Les sciences sociales, notamment la sociologie et l’architecture, montrent que les bureaux ne sont pas de simples décors, mais des espaces qui structurent l’activité professionnelle et les relations sociales. Ils jouent un rôle clé dans la coordination des équipes, la transmission des savoirs et l’exercice du pouvoir au travail. Par exemple, le sociologue François Hubault, dans son ouvrage Les espaces du travail (2017), explique que ces espaces influencent directement la performance et le bien-être des salariés. Ignorer cette dimension revient à négliger un levier essentiel pour améliorer l’expérience professionnelle.

Limites des open spaces

Les open spaces (bureaux ouverts sans cloisons) sont souvent présentés comme une solution moderne pour favoriser la collaboration. Pourtant, ils sont critiqués pour leur impact négatif sur les salariés : bruit, manque d’intimité, stress accru et difficultés à se concentrer. Selon le baromètre Actineo de 2025, 44 % des salariés travaillant dans des entreprises de plus de 1 000 salariés déclarent subir ces inconvénients, et 23 % estiment que cela affecte leur productivité. Ces chiffres illustrent les limites de cette organisation, qui peut paradoxalement nuire à l’efficacité et au bien-être au travail.

Bureaux comme non-lieux

Les auteurs s’appuient sur le concept d’anthropologie développé par Marc Augé, qui parle de « non-lieux » pour décrire des espaces de passage comme les aéroports, les centres commerciaux ou les halls d’hôtel. Ces lieux, où l’on transite sans s’attacher, ne produisent ni identité, ni mémoire collective, ni relations durables. Les bureaux conçus comme des « non-lieux », par exemple des espaces standardisés et impersonnels, risquent de reproduire cette logique. Ils deviennent alors des lieux de transit plutôt que des espaces de travail stimulants et engageants, ce qui peut accentuer le désengagement des salariés.

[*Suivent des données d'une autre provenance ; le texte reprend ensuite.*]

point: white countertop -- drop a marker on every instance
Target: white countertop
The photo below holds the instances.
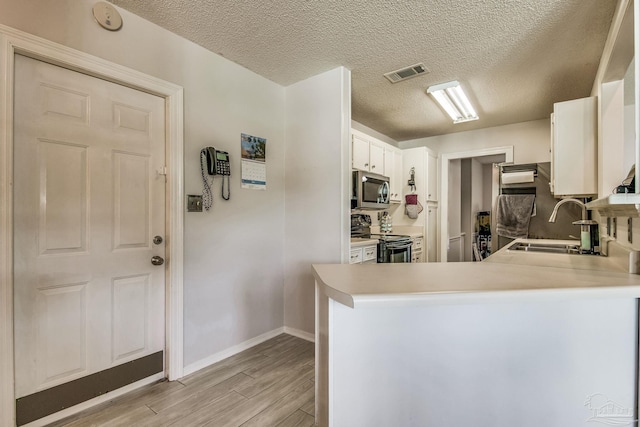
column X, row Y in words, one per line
column 357, row 242
column 468, row 282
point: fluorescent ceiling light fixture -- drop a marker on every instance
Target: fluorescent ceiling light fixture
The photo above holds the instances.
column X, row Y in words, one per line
column 454, row 101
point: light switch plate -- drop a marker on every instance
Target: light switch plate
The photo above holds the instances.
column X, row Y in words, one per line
column 194, row 203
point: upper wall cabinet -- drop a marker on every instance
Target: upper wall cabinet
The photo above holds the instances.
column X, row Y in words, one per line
column 372, row 155
column 574, row 148
column 367, row 155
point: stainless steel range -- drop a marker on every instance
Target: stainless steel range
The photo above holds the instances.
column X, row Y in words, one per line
column 392, row 248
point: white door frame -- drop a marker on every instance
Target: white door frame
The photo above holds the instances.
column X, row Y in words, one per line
column 443, row 228
column 14, row 42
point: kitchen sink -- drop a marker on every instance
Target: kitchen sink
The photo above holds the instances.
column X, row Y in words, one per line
column 547, row 247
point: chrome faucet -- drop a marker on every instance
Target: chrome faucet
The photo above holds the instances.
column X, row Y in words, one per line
column 587, row 241
column 552, row 218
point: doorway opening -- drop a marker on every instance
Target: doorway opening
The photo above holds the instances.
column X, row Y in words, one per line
column 468, row 186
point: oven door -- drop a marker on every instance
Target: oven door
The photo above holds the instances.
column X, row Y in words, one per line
column 394, row 252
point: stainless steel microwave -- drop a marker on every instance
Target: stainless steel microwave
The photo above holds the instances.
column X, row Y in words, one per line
column 369, row 190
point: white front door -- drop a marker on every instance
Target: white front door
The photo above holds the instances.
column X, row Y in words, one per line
column 89, row 197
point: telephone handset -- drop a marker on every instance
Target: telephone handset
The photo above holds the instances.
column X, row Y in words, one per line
column 214, row 162
column 217, row 162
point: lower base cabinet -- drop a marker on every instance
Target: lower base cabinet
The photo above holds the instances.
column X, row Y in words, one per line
column 364, row 255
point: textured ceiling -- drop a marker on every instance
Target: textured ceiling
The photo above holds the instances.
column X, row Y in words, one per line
column 513, row 58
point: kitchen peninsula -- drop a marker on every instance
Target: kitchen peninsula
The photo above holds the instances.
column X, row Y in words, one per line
column 490, row 344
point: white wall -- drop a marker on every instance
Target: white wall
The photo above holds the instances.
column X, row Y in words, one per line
column 317, row 187
column 454, row 198
column 233, row 284
column 373, row 133
column 530, row 141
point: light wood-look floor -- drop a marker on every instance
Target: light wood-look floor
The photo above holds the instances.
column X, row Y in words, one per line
column 271, row 384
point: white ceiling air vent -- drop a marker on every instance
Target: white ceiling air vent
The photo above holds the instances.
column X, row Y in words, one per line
column 406, row 73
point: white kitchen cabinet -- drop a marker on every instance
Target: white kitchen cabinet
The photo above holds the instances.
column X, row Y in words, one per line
column 367, row 155
column 363, row 253
column 574, row 148
column 355, row 256
column 425, row 165
column 376, row 159
column 393, row 169
column 416, row 249
column 432, row 177
column 432, row 232
column 360, row 153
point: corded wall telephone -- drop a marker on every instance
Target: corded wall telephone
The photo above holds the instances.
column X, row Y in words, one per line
column 214, row 162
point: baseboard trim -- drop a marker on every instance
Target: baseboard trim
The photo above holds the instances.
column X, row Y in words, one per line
column 221, row 355
column 300, row 334
column 93, row 402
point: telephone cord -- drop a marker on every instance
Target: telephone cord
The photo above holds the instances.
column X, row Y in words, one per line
column 207, row 196
column 228, row 187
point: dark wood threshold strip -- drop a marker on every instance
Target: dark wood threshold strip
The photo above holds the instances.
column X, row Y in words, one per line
column 47, row 402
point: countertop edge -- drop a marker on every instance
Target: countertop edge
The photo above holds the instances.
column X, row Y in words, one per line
column 331, row 292
column 490, row 296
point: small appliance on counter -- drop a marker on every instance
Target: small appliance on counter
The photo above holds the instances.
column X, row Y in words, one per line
column 392, row 248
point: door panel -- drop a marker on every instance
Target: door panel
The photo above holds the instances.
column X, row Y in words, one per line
column 87, row 200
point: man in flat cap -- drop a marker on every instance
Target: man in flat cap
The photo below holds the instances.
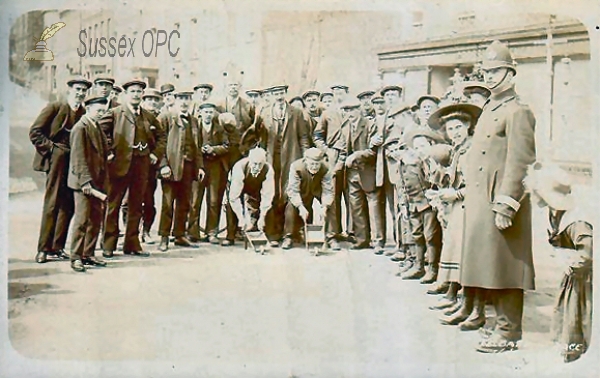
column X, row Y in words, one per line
column 310, row 178
column 151, row 99
column 367, row 109
column 88, row 172
column 363, row 194
column 184, row 165
column 167, row 92
column 427, row 104
column 287, row 138
column 392, row 125
column 103, row 86
column 252, row 182
column 378, row 105
column 202, row 93
column 242, row 110
column 253, row 97
column 136, row 141
column 325, row 99
column 215, row 149
column 50, row 135
column 497, row 252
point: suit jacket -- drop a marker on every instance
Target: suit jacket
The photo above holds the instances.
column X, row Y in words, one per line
column 119, row 126
column 89, row 154
column 218, row 139
column 358, row 145
column 244, row 113
column 295, row 139
column 303, row 186
column 328, row 136
column 175, row 129
column 51, row 120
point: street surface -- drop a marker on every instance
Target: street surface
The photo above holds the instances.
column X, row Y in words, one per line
column 228, row 312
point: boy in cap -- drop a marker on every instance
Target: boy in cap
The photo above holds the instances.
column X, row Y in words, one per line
column 424, row 225
column 252, row 182
column 310, row 178
column 167, row 91
column 136, row 141
column 88, row 171
column 184, row 165
column 50, row 135
column 367, row 109
column 571, row 233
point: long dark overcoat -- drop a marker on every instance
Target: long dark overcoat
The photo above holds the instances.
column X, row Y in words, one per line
column 502, row 148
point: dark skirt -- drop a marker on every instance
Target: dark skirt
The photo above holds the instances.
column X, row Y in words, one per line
column 573, row 312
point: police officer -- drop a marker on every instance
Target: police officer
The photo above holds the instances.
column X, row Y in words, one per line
column 497, row 254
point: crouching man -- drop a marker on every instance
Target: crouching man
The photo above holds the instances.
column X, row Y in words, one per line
column 88, row 173
column 309, row 178
column 253, row 179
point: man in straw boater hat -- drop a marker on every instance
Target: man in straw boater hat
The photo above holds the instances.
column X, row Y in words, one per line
column 287, row 138
column 497, row 254
column 310, row 178
column 570, row 231
column 136, row 141
column 184, row 165
column 167, row 92
column 50, row 135
column 88, row 171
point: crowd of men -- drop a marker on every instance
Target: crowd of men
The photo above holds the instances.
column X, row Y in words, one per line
column 449, row 171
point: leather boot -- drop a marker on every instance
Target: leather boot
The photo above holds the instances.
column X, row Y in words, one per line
column 432, row 268
column 164, row 243
column 418, row 269
column 476, row 319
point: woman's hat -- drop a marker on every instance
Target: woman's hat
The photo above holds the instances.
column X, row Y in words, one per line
column 552, row 183
column 437, row 120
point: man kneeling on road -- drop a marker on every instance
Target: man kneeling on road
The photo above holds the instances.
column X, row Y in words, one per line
column 310, row 178
column 254, row 179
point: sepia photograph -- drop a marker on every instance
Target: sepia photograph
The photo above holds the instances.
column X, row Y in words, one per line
column 299, row 189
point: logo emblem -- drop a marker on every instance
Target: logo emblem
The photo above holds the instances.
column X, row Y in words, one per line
column 40, row 52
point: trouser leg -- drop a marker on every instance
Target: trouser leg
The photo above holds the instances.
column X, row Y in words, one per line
column 138, row 173
column 116, row 192
column 149, row 214
column 169, row 190
column 508, row 304
column 359, row 207
column 375, row 218
column 80, row 225
column 182, row 201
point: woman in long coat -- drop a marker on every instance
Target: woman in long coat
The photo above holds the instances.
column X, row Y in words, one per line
column 571, row 233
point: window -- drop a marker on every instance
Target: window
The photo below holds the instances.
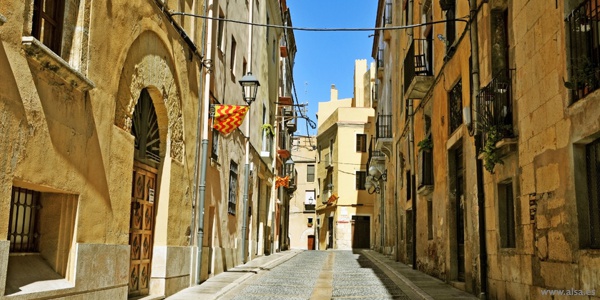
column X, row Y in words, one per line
column 583, row 48
column 214, row 153
column 591, row 203
column 388, row 12
column 221, row 31
column 455, row 105
column 233, row 188
column 361, row 143
column 361, row 177
column 429, row 219
column 408, row 186
column 506, row 215
column 319, row 153
column 310, row 197
column 47, row 24
column 232, row 58
column 42, row 225
column 310, row 173
column 23, row 232
column 450, row 26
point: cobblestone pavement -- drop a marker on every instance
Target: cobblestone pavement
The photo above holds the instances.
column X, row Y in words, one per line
column 319, row 275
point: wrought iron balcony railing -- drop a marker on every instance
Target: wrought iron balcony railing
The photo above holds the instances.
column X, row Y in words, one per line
column 383, row 127
column 418, row 62
column 494, row 106
column 583, row 29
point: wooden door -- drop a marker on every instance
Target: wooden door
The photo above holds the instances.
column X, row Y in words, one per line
column 141, row 228
column 311, row 242
column 361, row 236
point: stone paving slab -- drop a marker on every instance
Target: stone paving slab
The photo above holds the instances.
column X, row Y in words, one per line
column 364, row 275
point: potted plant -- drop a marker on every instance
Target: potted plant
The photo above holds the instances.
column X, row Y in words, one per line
column 493, row 134
column 426, row 144
column 584, row 76
column 268, row 128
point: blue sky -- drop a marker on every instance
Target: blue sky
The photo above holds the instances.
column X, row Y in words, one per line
column 326, row 58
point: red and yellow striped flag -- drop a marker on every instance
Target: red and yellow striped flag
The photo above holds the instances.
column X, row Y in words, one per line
column 282, row 181
column 229, row 117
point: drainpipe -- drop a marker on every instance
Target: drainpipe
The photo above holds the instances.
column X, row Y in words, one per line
column 247, row 171
column 480, row 189
column 208, row 8
column 411, row 151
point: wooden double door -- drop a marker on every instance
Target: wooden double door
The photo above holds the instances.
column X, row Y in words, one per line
column 141, row 228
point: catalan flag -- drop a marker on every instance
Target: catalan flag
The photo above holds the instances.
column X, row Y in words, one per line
column 282, row 181
column 228, row 117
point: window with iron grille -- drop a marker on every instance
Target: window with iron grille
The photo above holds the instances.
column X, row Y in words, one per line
column 506, row 215
column 455, row 106
column 23, row 231
column 361, row 177
column 47, row 27
column 310, row 173
column 233, row 188
column 583, row 47
column 450, row 9
column 220, row 31
column 592, row 159
column 388, row 12
column 214, row 153
column 145, row 130
column 361, row 143
column 429, row 220
column 233, row 58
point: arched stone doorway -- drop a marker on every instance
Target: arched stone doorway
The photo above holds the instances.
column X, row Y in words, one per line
column 147, row 159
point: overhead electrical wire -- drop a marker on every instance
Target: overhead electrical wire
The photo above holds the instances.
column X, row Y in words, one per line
column 341, row 29
column 465, row 19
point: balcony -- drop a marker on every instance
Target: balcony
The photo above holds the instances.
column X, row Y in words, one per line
column 583, row 48
column 387, row 19
column 380, row 64
column 375, row 94
column 267, row 145
column 425, row 175
column 494, row 106
column 383, row 134
column 328, row 161
column 284, row 144
column 418, row 69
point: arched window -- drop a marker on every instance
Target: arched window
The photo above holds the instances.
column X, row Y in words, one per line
column 145, row 130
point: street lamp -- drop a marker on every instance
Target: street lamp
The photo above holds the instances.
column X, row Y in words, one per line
column 376, row 174
column 371, row 185
column 250, row 86
column 289, row 166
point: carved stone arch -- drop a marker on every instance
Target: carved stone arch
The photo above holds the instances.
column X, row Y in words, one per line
column 149, row 65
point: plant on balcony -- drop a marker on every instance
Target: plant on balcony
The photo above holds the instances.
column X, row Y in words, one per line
column 584, row 76
column 493, row 134
column 269, row 129
column 426, row 144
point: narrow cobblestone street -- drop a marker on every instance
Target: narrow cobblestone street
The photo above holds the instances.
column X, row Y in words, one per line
column 334, row 275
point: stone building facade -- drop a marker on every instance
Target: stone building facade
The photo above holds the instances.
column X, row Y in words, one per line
column 303, row 202
column 494, row 149
column 101, row 107
column 344, row 208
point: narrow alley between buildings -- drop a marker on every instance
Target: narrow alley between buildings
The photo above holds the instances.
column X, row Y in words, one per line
column 316, row 275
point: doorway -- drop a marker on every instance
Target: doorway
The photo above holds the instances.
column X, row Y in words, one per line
column 143, row 194
column 361, row 232
column 459, row 208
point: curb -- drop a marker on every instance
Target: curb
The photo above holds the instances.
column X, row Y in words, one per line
column 255, row 270
column 409, row 283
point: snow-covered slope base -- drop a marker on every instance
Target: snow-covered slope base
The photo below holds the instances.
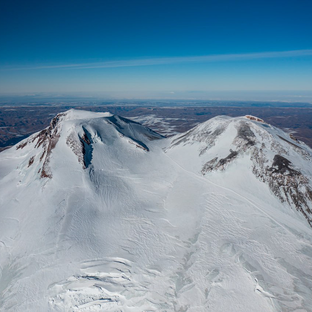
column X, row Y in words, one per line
column 98, row 213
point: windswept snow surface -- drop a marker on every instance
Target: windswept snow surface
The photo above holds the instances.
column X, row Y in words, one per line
column 126, row 220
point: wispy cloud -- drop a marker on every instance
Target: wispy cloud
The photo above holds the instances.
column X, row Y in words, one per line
column 173, row 60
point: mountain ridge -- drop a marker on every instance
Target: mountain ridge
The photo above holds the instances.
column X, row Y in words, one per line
column 125, row 219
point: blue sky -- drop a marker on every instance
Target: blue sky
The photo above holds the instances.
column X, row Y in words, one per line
column 161, row 47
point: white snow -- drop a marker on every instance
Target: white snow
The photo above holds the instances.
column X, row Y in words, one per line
column 143, row 230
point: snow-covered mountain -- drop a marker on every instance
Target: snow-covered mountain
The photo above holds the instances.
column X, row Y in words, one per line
column 99, row 213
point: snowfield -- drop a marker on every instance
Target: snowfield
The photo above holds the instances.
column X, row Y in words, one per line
column 99, row 213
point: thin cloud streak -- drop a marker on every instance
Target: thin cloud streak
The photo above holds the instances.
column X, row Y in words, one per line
column 173, row 60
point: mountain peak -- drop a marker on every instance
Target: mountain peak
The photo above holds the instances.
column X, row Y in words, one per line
column 101, row 213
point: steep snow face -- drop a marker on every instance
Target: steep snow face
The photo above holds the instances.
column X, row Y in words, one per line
column 98, row 213
column 281, row 161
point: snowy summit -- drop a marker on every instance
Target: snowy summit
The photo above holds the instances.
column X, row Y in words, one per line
column 99, row 213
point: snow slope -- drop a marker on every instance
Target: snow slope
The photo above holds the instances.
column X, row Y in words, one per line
column 98, row 213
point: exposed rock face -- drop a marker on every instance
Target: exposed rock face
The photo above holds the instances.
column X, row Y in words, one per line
column 269, row 150
column 47, row 139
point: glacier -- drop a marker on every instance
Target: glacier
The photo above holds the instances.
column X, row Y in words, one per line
column 99, row 213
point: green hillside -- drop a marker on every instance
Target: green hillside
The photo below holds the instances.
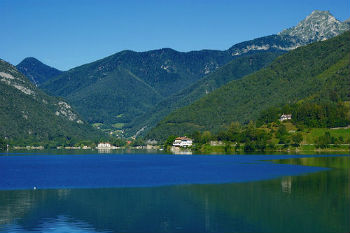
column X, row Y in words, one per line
column 36, row 71
column 155, row 76
column 29, row 115
column 312, row 72
column 130, row 83
column 237, row 68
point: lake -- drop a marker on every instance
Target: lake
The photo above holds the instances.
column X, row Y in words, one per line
column 42, row 192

Finance et immobilier tertiaire

La sociologue Marine Duros, dans son ouvrage Immobilier hors-sol (2025), montre que l’immobilier tertiaire (bureaux, espaces de coworking, etc.) n’est plus seulement un support matériel pour le travail, mais un actif stratégique dont la valeur doit être optimisée pour les actionnaires. Dans ce cadre, les choix architecturaux et organisationnels sont souvent guidés par des impératifs de rentabilité plutôt que par le bien-être des salariés. Cette logique peut conduire à des espaces de travail mal adaptés, où l’esthétique prime sur la fonctionnalité, renforçant ainsi la crise du travail.

Ce que ça pourrait changer

Plutôt que de miser uniquement sur l’esthétique ou les services hôteliers, les auteurs suggèrent de repenser les bureaux en tenant compte des besoins réels des salariés. Cela implique de mieux prendre en compte les *conditions concrètes de réalisation du travail*, comme l’autonomie, la reconnaissance ou la cohérence des missions. Par exemple, des espaces modulables, des zones de calme pour la concentration, ou des lieux favorisant les échanges informels pourraient améliorer l’expérience professionnelle. Ces solutions, bien que plus complexes à mettre en œuvre, s’attaquent aux causes profondes du désengagement plutôt qu’à ses symptômes.